The long-dead Caesar is now a religious figure, his commandments open to interpretation by his all-talking descendants. A pondering of theoretical theology in developing societies is something you don’t normally get in franchise blockbusters.
It doesn’t go that deep, but the film also demonstrates that knowledge, however archaic, is power via its villain Proximus Caesar (no direct relation), a brainy bonobo who, having found himself a tutor in ancient imperialism, has declared himself top banana.
He’s also on a mission to unlock more knowledge the decimated-by-virus human population he thinks has left behind in an underground bunker.
That storyline gives off the worrying vibe of 1970 instalment and franchise nadir Beneath the Planet of the Apes, in which Charlton Heston’s stranded astronaut returned from the 1968 debut and actually went nuclear.
Thankfully, Kingdom isn’t a descent into B-movie silliness. Still, it is a bit of a dip after the previous three. It starts out slowly and it runs a little long. While it resets the scene for apparently two more films, its own story doesn’t add much to the lore.
There is also something of a hole at its centre, previously occupied by Caesar and the presence provided by Andy Serkis in his motion-capture performance.
His place is effectively taken by young Noa (Owen Teague), an adolescent chimp whose clan specialise in falconry, which they use for fishing while living a peaceful pescatarian existence, possibly not far from where Caesar’s descendants ended up.
At first, it can feel a bit like life with the Na’vi on Pandora, given the early scenes involving Noa and gang in the treetops, and their faithful flying companions. Kingdom writer Josh Friedman also co-scripted the Avatar sequels, so any resemblance to Wētā FX-created tree-dwellers from another planet may not be entirely coincidental.
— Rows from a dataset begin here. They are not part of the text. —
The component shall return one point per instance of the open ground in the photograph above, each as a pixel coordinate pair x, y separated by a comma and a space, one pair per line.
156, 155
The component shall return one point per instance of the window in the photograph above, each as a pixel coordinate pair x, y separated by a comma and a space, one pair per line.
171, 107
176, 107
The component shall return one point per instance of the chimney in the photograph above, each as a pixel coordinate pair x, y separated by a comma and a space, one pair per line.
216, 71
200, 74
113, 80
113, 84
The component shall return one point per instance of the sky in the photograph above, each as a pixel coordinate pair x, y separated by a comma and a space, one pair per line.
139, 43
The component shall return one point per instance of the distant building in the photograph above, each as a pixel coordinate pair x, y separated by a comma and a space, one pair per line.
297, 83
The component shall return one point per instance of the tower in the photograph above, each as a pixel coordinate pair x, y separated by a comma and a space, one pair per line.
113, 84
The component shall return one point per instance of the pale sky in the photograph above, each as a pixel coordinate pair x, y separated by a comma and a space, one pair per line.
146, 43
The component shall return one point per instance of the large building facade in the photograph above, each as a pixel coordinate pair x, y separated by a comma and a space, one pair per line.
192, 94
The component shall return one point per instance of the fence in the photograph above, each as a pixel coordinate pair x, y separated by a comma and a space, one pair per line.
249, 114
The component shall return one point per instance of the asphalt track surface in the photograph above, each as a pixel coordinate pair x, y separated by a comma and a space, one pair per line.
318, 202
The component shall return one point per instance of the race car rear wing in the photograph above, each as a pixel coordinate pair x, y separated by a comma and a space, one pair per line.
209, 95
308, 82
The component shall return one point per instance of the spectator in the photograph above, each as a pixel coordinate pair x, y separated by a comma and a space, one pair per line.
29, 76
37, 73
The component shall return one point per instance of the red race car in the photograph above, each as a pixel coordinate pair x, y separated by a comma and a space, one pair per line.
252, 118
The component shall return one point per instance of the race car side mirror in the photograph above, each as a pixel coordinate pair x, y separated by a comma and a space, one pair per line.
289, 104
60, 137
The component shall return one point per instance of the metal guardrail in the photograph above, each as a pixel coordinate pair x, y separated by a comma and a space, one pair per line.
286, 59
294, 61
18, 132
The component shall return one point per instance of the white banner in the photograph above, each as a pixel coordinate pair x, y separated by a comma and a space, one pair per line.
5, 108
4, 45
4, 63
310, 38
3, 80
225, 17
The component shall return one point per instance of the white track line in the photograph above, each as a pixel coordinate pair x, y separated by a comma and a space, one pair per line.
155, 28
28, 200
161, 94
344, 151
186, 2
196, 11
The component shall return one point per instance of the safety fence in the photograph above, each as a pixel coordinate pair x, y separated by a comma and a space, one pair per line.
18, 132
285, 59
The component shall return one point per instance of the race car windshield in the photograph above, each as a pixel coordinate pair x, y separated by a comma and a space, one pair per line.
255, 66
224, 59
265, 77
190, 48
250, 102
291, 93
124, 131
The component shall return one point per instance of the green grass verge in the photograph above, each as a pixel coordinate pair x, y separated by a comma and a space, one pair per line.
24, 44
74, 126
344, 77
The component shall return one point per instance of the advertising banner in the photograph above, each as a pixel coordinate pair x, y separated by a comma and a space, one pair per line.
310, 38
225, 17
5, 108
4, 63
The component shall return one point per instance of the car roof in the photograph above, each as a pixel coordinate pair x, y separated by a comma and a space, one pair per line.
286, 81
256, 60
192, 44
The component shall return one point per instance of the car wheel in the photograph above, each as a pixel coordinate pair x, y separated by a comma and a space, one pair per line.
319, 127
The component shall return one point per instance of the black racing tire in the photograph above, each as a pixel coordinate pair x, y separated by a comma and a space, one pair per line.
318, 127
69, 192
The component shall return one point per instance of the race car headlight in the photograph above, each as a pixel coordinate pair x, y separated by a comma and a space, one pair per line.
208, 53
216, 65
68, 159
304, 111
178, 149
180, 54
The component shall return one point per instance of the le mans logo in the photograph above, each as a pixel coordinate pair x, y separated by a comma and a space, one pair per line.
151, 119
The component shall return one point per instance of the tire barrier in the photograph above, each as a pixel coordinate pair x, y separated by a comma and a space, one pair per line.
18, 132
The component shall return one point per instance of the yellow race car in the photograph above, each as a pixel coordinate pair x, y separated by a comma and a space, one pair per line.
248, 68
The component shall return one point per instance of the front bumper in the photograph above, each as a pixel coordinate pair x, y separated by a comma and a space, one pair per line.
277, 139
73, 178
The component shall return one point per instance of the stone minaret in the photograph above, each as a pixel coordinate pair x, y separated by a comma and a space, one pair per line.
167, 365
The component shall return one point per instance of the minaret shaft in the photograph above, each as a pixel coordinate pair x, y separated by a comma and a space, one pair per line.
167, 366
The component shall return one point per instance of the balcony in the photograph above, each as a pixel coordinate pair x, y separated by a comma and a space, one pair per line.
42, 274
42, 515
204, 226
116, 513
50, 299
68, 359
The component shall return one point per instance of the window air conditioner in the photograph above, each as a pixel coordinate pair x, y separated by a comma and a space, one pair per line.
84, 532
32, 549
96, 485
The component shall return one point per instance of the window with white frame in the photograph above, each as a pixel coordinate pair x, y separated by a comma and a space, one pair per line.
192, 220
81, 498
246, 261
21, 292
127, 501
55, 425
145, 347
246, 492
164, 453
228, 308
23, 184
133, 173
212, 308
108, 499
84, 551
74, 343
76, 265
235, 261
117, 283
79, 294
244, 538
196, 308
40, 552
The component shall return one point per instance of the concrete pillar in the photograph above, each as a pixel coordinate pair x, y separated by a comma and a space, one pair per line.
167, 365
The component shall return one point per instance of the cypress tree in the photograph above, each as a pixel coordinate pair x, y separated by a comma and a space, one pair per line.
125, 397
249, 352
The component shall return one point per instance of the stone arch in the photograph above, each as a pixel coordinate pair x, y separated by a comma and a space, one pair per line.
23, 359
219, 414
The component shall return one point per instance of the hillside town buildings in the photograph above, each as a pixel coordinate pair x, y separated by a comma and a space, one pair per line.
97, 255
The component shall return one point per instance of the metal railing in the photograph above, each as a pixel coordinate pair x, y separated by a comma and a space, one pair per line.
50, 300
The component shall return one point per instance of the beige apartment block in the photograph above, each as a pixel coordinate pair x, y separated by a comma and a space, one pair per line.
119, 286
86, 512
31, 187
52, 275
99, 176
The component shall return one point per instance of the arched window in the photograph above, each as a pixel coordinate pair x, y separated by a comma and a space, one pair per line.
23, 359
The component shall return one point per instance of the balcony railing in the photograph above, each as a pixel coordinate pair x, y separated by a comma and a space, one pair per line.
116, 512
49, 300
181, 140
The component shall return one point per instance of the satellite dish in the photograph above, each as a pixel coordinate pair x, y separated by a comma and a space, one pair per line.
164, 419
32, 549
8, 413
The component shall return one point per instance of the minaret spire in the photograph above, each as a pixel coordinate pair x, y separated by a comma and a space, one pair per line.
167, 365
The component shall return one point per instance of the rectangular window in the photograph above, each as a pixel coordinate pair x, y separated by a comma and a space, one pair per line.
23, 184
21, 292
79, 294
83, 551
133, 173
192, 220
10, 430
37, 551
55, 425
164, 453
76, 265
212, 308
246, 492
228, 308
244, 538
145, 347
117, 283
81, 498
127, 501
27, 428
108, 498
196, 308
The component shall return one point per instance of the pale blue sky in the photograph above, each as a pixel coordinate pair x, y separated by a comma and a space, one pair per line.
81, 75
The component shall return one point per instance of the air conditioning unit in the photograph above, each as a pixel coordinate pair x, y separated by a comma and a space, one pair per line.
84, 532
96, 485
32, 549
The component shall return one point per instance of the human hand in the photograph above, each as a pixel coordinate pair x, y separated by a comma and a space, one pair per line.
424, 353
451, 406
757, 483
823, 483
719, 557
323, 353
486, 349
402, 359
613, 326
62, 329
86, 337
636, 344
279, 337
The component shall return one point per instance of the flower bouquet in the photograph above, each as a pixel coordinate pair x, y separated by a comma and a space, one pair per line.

Inevitably, their existence is shattered by the arrival of Proximus’s troops, in pursuit of a human (Freya Allen), who may not be as dumb as she first seems. She joins Noa and wise orangutang Raka (Peter Macon) on a mission involving Proximus’s stronghold.
Other than being chased, humans don’t get much of a look-in. Which is fine. The motion-capture actor-primates, including Kiwi Sara Wiseman as Noa’s mum, are still remarkable creations.
But for all the vertigo-inducing climbing they do in this one, Kingdom doesn’t scale the giddy heights of its predecessors.
Still, if it’s not a great Apes movie, it’s good enough to make you want to stick around for the next evolution.
Rating out of five: ★★★
Kingdom of the Planet of the Apes, directed by Wes Ball, is in cinemas now.